Der soeben beschriebene zweite Punkt, nämlich die Entgegnung des EuGH auf das Argument von Pierre Fabre, den Prestigecharakter seiner Ware schützen zu müssen, ist mit früher ergangenen Entscheidungen nicht in Einklang zu bringen, vgl. etwa EuGH 23.4.2009, Rs C-59/08 – „Copad/Dior“, Rn 29 ff; EuG 12.12.1996, Rs T-19/92 – „Leclerc/Kommission“, Rn 114 ff; BGH, Urt. v. 12.5.1998, KZR 23/96 – Depotkosmetik“.

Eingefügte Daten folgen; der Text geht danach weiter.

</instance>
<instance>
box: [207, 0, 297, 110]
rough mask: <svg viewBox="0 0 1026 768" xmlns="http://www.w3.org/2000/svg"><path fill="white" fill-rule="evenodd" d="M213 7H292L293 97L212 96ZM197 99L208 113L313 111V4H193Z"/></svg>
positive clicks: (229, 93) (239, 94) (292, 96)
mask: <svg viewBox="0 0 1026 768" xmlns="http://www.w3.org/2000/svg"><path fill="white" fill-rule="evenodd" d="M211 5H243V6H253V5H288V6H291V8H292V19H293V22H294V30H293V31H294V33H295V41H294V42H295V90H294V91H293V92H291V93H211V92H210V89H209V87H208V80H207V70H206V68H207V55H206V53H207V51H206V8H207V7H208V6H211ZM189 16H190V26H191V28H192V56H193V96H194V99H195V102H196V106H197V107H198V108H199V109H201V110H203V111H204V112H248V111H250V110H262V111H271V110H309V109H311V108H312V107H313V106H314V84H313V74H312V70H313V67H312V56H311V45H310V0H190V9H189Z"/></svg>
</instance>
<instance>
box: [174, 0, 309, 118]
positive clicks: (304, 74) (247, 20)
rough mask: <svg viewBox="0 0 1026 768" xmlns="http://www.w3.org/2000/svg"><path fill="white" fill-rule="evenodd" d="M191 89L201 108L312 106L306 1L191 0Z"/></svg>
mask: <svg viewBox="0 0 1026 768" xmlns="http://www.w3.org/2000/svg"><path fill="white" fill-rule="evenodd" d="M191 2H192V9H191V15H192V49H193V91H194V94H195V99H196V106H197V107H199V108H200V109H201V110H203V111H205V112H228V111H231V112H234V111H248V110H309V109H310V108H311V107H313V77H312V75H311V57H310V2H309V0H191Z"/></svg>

Insofern ist es bedauerlich, dass der EuGH das Vorbringen von Pierre Fabre mit einem einzigen Satz ohne weitere Fundstelle vom Tisch wischt. Im Sinne einer effektiven Kartellrechtspraxis wäre es wünschenswert gewesen, hätte der EuGH die Aussage selbst präzisiert und sich zudem dazu geäußert, wie diese Aussage mit den genannten  Entscheidungen in Einklang zu bringen ist bzw. ob diese Entscheidungen und die darin getroffenen Erwägungen nun als hinfällig zu betrachten sind.

Da nähere Erläuterungen aber unterblieben sind, bleibt dem Kartellrechtsanwender nur die pauschale Aussage des EuGH, wonach der Schutz des Prestigecharakters eines Produkts kein legitimes Ziel zur Beschränkung des Wettbewerbs sein kann. Die Pauschalität dieser Aussage und ihre Unvereinbarkeit mit bisheriger Rechtsprechung hat dann auch das OLG Frankfurt a.M. in der Rechtssache „Coty“ dazu bewogen, dem EuGH diese Rechtssache zur Vorabentscheidung vorzulegen.

Schade ist außerdem, dass der EuGH das Trittbrettfahrerproblem nicht thematisiert hat. Von Interesse wäre insbesondere der Zugang des EuGH zum Phänomen der sog. „Hybrid-Händler“, die von einem kleinen, unbedeutenden Ladengeschäft aus einen großen Online-Shop betreiben und die ihr Ladengeschäft überhaupt nur eingerichtet haben, um Zugang zum Vertriebsnetz zu erhalten – den Betrieb eines Ladengeschäfts vorzuschreiben, ist ja unbestritten gerechtfertigt (Leitlinien der Kommission für vertikale Beschränkungen, Rn 52 und 54).